The Peacock Room | Anna Sayburn Lane | Review


Blurb

A literary obsession.

An angry young man with a gun.

And one woman trying to foil his deadly plan.

When Helen Oddfellow starts work as a lecturer in English literature, she’s hoping for a quiet life after the trauma and loss of her recent past. But trouble knows where to find her.

There’s something wrong with her new students. Their unhappiness seems to be linked to their flamboyant former tutor, Professor Petrarch Greenwood, who holds decadent parties in his beautiful Bloomsbury apartment.

When Helen is asked to take over his course on the Romantic poet William Blake, life and art start to show uncomfortable parallels. Disturbing poison pen letters lead down dark paths, until Helen is the only person standing between a lone gunman and a massacre.

As Helen knows only too well, even dead poets can be dangerous.


Review

The premise of this novel is unique & refreshing, a murder mystery set in the literary world. That tagline 'even dead poets can be dangerous' caught my attention.
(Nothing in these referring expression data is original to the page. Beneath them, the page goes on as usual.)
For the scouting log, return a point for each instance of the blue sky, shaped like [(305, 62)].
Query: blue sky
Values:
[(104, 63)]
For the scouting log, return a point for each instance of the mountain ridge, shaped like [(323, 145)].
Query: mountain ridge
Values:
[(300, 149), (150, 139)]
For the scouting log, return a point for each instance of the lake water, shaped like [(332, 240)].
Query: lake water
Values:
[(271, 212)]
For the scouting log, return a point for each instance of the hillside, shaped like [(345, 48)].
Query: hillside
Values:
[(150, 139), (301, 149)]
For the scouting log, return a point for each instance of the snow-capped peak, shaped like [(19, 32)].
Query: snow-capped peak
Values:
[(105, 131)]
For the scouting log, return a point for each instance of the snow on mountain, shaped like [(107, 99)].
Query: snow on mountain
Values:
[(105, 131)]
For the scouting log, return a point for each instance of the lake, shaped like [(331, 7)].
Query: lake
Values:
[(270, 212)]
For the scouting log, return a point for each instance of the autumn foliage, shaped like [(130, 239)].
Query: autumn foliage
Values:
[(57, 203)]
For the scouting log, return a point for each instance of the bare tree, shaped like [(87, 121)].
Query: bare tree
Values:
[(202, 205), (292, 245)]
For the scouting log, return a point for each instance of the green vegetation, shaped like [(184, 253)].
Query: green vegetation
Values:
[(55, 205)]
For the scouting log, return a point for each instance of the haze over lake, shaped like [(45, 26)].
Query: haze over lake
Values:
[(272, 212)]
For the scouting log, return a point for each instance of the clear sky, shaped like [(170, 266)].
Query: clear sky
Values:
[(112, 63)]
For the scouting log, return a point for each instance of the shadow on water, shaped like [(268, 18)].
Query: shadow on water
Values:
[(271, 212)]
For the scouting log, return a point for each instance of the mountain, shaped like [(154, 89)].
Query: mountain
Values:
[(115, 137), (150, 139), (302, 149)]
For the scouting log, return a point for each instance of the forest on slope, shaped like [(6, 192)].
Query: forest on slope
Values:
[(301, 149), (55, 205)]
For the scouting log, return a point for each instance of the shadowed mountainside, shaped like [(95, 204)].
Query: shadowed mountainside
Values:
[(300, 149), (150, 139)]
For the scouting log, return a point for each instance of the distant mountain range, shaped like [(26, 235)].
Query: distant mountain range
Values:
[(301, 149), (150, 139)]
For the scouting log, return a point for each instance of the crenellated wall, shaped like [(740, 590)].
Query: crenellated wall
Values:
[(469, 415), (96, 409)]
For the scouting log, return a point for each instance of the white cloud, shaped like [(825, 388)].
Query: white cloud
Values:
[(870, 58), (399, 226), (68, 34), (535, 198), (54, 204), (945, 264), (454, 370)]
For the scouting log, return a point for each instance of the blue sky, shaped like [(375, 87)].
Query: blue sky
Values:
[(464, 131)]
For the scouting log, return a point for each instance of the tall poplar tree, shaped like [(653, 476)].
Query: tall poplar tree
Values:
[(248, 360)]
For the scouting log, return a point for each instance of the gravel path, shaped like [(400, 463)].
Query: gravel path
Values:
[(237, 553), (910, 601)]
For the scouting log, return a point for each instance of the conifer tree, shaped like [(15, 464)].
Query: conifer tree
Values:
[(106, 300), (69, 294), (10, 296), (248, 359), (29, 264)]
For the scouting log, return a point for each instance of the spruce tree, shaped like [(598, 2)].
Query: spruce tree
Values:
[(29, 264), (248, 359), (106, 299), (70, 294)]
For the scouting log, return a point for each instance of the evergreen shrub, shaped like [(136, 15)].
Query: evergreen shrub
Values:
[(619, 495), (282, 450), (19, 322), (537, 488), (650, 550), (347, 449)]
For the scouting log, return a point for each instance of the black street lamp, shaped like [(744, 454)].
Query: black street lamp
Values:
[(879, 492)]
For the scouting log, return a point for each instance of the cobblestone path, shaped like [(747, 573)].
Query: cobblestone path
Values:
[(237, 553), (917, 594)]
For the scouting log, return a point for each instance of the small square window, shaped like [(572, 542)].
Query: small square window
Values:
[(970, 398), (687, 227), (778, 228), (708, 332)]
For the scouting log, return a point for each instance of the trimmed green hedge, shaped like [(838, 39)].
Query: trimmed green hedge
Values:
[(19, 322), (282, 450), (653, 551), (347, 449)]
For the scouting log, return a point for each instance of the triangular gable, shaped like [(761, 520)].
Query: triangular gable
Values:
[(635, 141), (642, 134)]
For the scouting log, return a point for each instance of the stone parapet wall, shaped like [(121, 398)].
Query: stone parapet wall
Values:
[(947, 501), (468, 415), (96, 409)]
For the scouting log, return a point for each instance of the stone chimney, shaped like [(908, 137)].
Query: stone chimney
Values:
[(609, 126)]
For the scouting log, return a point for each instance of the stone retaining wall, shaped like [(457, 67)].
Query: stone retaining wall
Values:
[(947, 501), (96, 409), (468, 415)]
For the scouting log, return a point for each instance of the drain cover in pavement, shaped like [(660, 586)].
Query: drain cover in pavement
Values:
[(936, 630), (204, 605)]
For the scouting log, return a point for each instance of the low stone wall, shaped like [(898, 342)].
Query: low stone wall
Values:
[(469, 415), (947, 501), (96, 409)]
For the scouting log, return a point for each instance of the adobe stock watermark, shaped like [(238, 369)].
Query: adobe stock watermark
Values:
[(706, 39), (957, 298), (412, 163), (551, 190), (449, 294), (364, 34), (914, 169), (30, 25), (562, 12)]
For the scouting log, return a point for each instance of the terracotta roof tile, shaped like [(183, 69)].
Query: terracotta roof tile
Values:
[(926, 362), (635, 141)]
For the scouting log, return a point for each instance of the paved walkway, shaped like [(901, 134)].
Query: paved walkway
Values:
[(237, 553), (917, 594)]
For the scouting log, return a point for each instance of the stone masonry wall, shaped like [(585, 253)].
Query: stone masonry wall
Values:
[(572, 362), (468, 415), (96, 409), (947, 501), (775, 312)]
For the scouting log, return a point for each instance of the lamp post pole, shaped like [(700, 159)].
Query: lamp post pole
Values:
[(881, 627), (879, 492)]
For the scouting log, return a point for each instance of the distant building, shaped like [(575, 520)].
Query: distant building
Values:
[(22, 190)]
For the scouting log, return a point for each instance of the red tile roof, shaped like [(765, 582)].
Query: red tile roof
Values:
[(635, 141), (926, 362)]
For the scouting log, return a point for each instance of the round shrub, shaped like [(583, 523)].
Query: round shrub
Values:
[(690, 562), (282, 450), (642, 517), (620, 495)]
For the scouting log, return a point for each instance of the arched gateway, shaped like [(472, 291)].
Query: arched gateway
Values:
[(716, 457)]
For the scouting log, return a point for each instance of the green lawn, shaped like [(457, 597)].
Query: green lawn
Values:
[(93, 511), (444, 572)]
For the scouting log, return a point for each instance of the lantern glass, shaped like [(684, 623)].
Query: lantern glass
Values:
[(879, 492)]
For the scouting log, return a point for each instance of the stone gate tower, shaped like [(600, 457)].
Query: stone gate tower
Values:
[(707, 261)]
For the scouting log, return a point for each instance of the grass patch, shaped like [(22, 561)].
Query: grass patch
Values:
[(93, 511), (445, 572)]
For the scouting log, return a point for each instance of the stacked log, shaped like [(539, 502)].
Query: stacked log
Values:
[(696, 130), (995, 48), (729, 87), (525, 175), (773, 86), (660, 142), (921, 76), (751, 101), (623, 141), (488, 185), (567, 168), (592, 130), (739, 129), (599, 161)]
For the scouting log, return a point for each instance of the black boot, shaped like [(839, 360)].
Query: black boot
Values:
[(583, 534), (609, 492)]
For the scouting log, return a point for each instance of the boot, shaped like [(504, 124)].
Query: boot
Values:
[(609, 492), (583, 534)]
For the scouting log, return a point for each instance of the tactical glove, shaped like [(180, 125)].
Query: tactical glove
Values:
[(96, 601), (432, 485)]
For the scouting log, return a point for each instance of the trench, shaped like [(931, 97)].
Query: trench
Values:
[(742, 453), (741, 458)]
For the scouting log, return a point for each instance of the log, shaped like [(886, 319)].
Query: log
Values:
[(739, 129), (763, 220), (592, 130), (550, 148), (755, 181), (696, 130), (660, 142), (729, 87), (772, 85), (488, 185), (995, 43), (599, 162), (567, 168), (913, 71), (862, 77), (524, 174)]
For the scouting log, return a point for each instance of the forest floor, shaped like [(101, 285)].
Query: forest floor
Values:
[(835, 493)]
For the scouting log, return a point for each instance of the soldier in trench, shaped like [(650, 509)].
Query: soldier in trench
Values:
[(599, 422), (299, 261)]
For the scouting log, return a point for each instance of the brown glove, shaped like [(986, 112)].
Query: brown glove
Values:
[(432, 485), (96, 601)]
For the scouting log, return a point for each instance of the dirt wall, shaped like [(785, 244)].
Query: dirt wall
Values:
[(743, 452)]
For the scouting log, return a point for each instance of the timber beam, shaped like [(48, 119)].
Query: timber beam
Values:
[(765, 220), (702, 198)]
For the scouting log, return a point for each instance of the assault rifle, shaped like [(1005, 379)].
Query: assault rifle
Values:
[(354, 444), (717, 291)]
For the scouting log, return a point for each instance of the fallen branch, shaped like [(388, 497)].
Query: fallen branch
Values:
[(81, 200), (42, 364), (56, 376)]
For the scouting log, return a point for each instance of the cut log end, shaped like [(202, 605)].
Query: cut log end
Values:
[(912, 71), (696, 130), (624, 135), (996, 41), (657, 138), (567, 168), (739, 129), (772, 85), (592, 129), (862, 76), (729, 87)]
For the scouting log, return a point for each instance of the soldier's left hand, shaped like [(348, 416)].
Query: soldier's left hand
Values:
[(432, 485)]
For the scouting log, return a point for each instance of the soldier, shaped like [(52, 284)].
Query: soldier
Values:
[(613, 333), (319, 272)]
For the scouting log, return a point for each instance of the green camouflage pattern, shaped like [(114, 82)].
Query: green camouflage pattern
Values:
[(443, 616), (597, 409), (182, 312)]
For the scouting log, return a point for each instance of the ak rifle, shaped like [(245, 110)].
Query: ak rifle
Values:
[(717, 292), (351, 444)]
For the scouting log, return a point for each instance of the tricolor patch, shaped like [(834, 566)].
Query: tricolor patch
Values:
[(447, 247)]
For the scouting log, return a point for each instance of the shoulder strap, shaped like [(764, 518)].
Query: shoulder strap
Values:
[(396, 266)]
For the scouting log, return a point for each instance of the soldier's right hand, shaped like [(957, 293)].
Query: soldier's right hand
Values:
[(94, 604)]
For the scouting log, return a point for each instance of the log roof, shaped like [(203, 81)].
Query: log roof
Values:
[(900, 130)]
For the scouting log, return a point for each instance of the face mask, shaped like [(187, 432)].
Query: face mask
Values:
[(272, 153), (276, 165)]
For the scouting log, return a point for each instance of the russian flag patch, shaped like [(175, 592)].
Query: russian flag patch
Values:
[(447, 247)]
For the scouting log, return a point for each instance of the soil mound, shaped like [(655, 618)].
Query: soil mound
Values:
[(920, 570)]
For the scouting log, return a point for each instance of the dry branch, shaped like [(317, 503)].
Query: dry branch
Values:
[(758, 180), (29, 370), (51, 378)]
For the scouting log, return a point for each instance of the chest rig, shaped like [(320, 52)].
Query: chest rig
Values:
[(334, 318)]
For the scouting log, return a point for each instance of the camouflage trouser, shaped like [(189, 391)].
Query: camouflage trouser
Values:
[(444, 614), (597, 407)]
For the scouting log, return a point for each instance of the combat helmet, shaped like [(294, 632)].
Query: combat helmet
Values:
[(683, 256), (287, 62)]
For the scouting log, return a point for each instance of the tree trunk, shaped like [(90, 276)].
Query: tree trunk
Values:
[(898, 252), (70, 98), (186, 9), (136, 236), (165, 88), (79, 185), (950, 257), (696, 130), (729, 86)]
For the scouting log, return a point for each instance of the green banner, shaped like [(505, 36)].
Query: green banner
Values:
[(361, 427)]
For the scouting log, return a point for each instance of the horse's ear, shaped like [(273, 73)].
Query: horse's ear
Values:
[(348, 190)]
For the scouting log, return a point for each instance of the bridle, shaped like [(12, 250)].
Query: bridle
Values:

All the settings & characters were drawn so vividly you could easily imagine being right there alongside them. 

I was kept guessing who the killer was until the end, I guessed to a certain point but the writing it so brilliant eventually you don't trust anyone, all the twists, turns, and misdirects kept me on my toes.

It missed out on 5⭐ because it took me a few chapters to really get into but it is certainly worth sticking with and I really enjoyed it in the end!

So much so, that I'm off to track down book one of the Helen Oddfellow series and I'm keeping my fingers-crossed book three is in the pipeline.

A huge thanks to Anne Cater & Anna Sayburn Lane for gifting me a copy in return for an open & honest review.